Too Little Too Late? No-Deal Brexit Planning Shakes Service Suppliers

Too Little Too Late? No-Deal Brexit Planning Shakes Service Suppliers
Protesters demonstrate against the possible stockpiling of medicines and food in the event of a no-deal Brexit in London on Aug. 22, 2018. (Reuters/Peter Nicholls/File Photo)

LONDON—From Britain’s hospitals and schools to its prisons and armed forces, firms supplying essential public services have been asked by the government to outline plans for a no-deal Brexit.

But with exit day set for March 29, British Prime Minister Theresa May has yet to strike a deal to leave the European Union which is acceptable to parliament, leaving the companies worried that the government is doing too little too late.

“The government has written to some of us asking us ‘what are you doing in preparation for a no-deal?’—which is timely, at eight weeks to go,” one industry source told Reuters, speaking on condition of anonymity.

“I have never been in such an unknowing place in all of my corporate life,” the source added.

Private firms including Babcock, Capita, Serco, G4S, Mitie, and Compass play a central role in providing Britain’s public services, which means they have to procure medicines, toiletries, food, spare parts, and labor, much of which come from the EU.

While the government says it is confident it will strike a deal with the EU, companies worry that may not be the case.
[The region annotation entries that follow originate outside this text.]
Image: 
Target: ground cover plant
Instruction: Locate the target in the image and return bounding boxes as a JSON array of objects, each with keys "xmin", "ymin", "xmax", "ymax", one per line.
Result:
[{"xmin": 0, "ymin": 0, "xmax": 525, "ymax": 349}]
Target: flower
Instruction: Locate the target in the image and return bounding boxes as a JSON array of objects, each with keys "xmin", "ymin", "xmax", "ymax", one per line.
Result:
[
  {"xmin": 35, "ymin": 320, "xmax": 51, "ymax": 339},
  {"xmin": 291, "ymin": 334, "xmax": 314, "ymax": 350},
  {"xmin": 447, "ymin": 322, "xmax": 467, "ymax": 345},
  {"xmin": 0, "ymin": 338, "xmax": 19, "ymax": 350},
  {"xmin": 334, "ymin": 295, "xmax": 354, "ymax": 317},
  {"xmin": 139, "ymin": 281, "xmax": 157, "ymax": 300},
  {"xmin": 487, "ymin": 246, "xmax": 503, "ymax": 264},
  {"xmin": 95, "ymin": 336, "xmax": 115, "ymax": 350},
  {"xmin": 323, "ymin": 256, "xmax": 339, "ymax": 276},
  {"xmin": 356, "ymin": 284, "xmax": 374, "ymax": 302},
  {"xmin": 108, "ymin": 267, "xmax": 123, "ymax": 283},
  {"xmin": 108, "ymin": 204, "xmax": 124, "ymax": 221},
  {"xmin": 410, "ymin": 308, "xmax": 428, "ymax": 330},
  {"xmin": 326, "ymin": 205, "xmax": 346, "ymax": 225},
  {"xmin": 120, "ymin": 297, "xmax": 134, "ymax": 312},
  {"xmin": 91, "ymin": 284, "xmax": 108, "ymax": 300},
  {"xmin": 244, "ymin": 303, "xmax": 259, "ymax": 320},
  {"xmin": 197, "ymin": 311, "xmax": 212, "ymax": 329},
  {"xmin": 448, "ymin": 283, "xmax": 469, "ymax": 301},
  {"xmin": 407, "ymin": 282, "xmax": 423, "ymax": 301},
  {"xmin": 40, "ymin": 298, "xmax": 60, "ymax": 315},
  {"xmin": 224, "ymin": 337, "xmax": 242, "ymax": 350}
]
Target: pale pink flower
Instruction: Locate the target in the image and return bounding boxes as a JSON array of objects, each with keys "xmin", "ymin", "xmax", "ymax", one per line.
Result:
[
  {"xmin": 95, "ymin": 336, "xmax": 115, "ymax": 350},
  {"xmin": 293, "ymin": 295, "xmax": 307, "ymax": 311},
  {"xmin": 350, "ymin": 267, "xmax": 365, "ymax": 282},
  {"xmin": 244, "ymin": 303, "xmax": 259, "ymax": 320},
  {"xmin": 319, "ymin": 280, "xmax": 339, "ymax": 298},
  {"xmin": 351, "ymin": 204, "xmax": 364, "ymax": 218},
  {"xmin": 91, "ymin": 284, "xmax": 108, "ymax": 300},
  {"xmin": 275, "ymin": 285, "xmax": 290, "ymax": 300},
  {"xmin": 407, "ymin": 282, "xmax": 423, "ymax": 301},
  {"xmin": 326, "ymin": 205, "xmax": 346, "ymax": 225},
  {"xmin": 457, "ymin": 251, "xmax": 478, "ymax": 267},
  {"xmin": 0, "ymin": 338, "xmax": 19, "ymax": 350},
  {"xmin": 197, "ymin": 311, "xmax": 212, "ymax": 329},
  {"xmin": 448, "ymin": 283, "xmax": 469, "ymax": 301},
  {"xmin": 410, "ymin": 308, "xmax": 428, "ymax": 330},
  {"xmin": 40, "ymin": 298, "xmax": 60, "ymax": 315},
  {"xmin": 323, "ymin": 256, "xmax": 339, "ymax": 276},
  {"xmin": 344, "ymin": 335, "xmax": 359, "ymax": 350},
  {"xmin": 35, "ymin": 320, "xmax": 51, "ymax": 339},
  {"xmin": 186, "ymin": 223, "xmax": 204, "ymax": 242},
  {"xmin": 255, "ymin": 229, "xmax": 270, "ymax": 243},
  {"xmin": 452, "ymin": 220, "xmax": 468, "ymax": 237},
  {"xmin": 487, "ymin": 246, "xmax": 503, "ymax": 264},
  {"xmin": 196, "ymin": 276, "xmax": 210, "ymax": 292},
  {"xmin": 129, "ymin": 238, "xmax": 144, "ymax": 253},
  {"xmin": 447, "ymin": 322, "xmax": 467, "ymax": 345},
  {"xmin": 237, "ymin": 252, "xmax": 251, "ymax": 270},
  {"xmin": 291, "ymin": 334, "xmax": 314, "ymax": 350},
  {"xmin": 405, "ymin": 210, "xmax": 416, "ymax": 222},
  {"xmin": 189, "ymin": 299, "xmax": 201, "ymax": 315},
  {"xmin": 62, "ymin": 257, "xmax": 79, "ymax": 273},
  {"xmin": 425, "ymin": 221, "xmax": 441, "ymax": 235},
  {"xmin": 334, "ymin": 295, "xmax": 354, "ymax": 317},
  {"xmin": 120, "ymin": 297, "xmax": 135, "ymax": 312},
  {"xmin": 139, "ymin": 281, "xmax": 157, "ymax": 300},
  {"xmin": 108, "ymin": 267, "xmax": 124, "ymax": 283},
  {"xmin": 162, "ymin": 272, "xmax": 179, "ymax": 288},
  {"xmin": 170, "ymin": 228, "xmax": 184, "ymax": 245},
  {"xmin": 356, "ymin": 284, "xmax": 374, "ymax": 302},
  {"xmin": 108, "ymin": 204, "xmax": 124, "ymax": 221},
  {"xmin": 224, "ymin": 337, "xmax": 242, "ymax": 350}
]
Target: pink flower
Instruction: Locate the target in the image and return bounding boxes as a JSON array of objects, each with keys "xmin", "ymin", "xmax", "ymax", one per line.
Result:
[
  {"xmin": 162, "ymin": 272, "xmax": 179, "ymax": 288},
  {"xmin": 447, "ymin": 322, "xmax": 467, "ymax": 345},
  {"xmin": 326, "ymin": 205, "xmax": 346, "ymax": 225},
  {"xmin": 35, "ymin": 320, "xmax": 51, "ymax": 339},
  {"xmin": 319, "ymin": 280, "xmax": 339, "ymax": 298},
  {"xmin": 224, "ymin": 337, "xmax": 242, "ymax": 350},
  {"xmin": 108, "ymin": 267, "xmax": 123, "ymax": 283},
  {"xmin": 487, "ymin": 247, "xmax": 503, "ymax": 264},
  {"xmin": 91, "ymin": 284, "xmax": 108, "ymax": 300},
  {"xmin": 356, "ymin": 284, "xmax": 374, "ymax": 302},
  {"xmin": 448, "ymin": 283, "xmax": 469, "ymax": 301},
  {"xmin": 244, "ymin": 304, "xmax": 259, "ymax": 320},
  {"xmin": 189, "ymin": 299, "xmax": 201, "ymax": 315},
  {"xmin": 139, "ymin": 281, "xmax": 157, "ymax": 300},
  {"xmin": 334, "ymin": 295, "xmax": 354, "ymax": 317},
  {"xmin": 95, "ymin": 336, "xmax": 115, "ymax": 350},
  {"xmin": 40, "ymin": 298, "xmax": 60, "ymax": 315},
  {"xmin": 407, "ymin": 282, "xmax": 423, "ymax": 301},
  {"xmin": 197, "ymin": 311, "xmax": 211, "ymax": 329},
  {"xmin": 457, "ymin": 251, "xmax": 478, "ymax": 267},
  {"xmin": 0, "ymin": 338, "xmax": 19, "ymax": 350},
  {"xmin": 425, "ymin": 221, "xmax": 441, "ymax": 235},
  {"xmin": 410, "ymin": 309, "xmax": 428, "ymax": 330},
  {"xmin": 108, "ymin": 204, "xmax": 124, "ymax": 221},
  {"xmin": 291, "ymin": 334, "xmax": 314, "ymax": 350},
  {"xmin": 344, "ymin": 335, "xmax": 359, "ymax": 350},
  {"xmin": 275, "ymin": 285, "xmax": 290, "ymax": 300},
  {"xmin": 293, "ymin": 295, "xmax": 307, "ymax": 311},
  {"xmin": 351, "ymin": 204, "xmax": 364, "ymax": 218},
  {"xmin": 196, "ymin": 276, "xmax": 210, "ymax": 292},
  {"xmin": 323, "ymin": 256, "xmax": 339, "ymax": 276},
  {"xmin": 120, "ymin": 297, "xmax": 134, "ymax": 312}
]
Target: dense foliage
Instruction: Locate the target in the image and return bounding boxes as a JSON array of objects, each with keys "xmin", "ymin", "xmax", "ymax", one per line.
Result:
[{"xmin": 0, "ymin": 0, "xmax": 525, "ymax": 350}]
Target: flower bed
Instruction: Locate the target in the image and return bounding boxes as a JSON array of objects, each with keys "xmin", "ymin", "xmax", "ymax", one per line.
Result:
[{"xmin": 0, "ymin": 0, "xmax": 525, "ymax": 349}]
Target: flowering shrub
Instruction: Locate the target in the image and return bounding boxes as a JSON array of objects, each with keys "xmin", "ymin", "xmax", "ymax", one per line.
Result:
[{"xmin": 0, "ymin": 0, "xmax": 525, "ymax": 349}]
If Britain exits abruptly, new customs checks could lead to major delays at ports, affecting the supplies needed for them to provide day-to-day services.

“Companies are getting more and more nervous [about a no-deal Brexit],” a second industry source said, echoing fears raised by Serco’s CEO Rupert Soames who in December described the British business climate as “bad and getting worse.”

“I am increasingly worried we are now in a place where people are talking about supply chains and trying to guarantee them. But beyond stockpiling, nobody actually knows what no-deal might mean,” another source in the sector told Reuters.